Where the “Interstate” nature of the Interstate Highway system is dominated by interstate transport is in freight transport.
Yet, while Florida gives lip service to freight …
That means high-speed rail, which is the only infrastructure fix that promises to speed the velocity of moving people, goods, and ideas while also expanding and intensifying our development patterns.
… it is only lip-service. The focus is on all the entrepreneurs coming into the Megaregional Hub to work out how to provide innovative services to each other and consumers, which services will somehow generate the export revenue to allow all of us to import all of the industrial and consumer goods that we require.
Fleshing Out the Skeleton
So, does HSR offer the opportunity to be the “Reset” technology to allow us to restructure our economic geography on a long term sustainable basis?
Well, any long time readers of Burning the Midnight Oil or others who know me as a long time advocate of HSR will already be expecting my answer: No, of course not. Setting up High Speed Rail as “the” answer to anything is setting it up to “fail” to meet a poorly thought through target.
On of the reasons why “Auto Uber Alles” required heavy cross-subsidy to grow is that it was a “one-size-fits-all” solution. And one size never fits everyone, and never fits many people all that well.

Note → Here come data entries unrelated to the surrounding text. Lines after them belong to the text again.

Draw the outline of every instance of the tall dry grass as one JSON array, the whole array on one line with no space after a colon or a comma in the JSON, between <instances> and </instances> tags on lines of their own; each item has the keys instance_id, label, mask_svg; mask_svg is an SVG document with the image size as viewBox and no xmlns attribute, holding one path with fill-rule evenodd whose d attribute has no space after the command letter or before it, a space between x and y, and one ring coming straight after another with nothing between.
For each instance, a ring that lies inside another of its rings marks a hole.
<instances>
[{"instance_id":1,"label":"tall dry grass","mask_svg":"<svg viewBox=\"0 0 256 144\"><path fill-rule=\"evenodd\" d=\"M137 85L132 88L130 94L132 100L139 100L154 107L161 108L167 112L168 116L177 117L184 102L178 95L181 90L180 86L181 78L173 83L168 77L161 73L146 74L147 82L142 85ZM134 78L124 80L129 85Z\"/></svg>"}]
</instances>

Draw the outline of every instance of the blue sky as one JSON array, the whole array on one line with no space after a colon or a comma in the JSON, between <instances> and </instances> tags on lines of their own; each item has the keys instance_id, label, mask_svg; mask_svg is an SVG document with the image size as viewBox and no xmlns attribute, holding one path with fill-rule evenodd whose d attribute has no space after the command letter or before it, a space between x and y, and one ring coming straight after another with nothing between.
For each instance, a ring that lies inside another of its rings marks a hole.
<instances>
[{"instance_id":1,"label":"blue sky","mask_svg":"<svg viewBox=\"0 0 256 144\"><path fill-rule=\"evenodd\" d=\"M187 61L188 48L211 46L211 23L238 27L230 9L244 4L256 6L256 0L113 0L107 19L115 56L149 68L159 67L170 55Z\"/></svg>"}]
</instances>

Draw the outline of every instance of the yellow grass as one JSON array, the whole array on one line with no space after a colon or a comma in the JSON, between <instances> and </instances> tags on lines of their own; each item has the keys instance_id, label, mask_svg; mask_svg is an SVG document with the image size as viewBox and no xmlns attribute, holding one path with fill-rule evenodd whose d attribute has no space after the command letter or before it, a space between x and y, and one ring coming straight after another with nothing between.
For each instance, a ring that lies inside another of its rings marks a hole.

High Speed Rail is a useful part of the mix and, as I have long argued, is the part of the mix that we can get working on right away, given the fact that High Speed Rail has repeatedly shown its ability to generate operating surpluses, even under Automobile Age conditions. That makes HSR a strategic “leading edge” of the new transport system that we shall require for this new century.
However, we must not make the mistake of trying to “re-fight the last war”: High Speed Rail corridors will not be providing the bulk of passenger transport, nor will they be providing the bulk of freight transport. Their superior capital efficiency compared to the same intercity passenger transport capacity provided by roadworks is due to the fact that HSR does not try to be a magic “silver bullet” one-size-fits-all solution, rather focuses on being the efficient solution to the problem it solves.

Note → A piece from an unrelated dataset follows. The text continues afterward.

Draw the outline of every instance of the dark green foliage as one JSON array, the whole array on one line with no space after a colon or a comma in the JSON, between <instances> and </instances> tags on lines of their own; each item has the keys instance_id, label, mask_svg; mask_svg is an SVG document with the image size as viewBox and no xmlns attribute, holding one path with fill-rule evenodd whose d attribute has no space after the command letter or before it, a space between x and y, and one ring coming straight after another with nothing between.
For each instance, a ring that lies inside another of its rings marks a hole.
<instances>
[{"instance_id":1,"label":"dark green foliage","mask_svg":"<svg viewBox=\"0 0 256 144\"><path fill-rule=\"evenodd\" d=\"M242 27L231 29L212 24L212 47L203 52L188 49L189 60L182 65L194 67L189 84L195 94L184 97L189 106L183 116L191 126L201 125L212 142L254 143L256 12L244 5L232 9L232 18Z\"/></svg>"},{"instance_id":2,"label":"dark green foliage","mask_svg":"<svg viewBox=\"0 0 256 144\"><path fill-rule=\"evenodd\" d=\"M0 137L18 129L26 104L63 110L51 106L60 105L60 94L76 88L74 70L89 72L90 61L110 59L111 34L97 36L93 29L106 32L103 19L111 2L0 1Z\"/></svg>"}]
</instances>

Indeed, despite Richard Florida’s focus on innovation, one reason that High Speed Rail looms so large in his vision of the new 21st century is that in High Speed Rail, the essential technical innovations required to allow us to start building have already been made, and there is very little social innovation required. Florida is, in other words, projecting an existing technology into the future.
In local transport, more social innovation is required to reach the point of painting a compelling grand sweeping vision of how we will get from our current, obsolete, system to one that will meet the needs of our new century. So, although this is a more important challenge for our day to day standard of living in 2020 or 2050 … it is a far less question to consider for those who specialize in painting grand sweeping visions.
And the idea that we will simply abandon making things that do useful things is a fantasy from the twilight of the Age of the Automobile. It rests on the neo-mercantelist strategy of China and others to accept lower terms of trade in return for being allowed to export potential unemployment to the US. The credit creation required to maintain a discounted ¥RMB to US$ exchange rate has been an important part of the credit creation that has been papering over the fading income-generating capacity of the post-WWII Growth Economy.
However, this is also an imbalanced and ultimately unsustainable process. In a sustainable system, our standard of living will depend not on the creation of credit in China, but in the creation of goods and services of value to our own economy and to potential trade partners overseas. Pre-emptively hobbling our capacity to produce valuable products by continuing to engage in aggressive de-industrialization is the path towar being a poorer nation in the future than we need to be.